На этом собрании был, между прочим, и Ставовский — по общему мнению, самая умная голова во всем лагере крайних прогрессистов. Судя по его выступлениям, он — человек способный, но страдает двумя болезнями: болезнью печени и «ячеством». Он носится со своим «я», как с полным стаканом воды, и всегда как будто хочет сказать: «Осторожнее, не то пролью». Этот страх в силу внушения передается всем окружающим до такой степени, что при Ставовском никто не смеет оспаривать его точку зрения. Авторитет его держится еще и на другом: он верит в то, что говорит. Этого человека напрасно считают скептиком. Напротив, у него темперамент фанатика. Родись Ставовский несколько сот лет назад, он заседал бы в трибунале и приговаривал бы людей к вырыванию языка за богохульство. В наши дни его фанатизм обращен на другое, теперь Ставовский полон ненависти к тому, что страстно защищал бы в те времена, но, в сущности, это — тот же самый фанатизм.

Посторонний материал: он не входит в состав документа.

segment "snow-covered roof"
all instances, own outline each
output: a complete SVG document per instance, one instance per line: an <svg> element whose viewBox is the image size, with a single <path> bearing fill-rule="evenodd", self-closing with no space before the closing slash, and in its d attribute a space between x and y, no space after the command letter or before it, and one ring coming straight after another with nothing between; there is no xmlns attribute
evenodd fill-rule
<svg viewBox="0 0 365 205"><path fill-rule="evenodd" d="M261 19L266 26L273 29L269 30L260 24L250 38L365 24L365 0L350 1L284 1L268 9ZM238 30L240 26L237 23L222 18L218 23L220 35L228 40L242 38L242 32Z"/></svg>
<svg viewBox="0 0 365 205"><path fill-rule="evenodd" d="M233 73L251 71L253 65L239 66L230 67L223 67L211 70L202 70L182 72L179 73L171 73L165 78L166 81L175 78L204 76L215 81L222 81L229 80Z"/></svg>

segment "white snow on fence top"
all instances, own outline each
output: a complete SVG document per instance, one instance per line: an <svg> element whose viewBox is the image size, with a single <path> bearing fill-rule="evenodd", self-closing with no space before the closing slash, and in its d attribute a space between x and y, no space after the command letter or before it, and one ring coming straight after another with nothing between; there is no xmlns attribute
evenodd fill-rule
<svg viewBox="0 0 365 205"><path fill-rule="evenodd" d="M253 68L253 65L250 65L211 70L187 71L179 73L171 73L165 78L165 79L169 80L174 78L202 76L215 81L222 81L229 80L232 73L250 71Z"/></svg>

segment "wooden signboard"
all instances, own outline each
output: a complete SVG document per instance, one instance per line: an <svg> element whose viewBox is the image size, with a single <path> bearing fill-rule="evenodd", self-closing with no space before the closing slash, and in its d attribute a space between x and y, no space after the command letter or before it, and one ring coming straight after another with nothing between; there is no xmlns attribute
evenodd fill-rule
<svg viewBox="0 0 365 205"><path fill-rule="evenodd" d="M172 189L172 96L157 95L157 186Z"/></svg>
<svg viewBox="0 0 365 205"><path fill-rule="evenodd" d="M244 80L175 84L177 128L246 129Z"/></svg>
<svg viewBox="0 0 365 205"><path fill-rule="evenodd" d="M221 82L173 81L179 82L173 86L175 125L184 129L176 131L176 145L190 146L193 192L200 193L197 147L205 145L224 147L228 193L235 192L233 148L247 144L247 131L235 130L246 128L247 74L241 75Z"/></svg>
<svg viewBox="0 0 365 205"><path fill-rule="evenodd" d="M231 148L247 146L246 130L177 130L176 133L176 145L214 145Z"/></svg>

Я приметил, что наши консерваторы вертятся вокруг Ставовского не только из любопытства — это бы еще куда ни шло, — нет, они, кажется, осторожно заигрывают с ним. У нас в Польше — а может, и везде? — эта партия особой смелостью не отличается. Каждый консерватор, подходя к Ставовскому, смотрел на него умильно, и на лбу у него как будто было написано: «Хоть я и консерватор, однако…» Это «однако» было как бы преддверием раскаяния и всякого рода уступок. Это было совершенно ясно, и когда я, скептически относящийся ко всем партиям, заспорил со Ставовским не как представитель определенного лагеря, а просто как человек, не согласный с каким-то его мнением, подобная дерзость вызвала всеобщее удивление. Речь шла о так называемых эксплуатируемых классах. Ставовский начал разглагольствовать об их безвыходном положении, слабости, неспособности обороняться, и вокруг него уже толпилось много народу, когда я перебил его:
— Скажите, пожалуйста, вы признаете теорию Дарвина о борьбе за существование?
Ставовский, естествовед по специальности, охотно перевел дискуссию на эти новые рельсы.
— Конечно, признаю, — отвечал он.
— Тогда разрешите вам сказать, что вы непоследовательны. Вот если бы я, как христианин, заступался за слабых, беззащитных, угнетенных, это было бы резонно: мне Христос так велел. Но вы, с позиции борьбы за существование, должны были бы сказать себе: «Они слабы и глупы, следовательно, их удел — стать чьей-нибудь добычей, таков основной закон природы. И, значит, черт с ними!» Почему же вы этого не говорите? Чем объяснить такое противоречие?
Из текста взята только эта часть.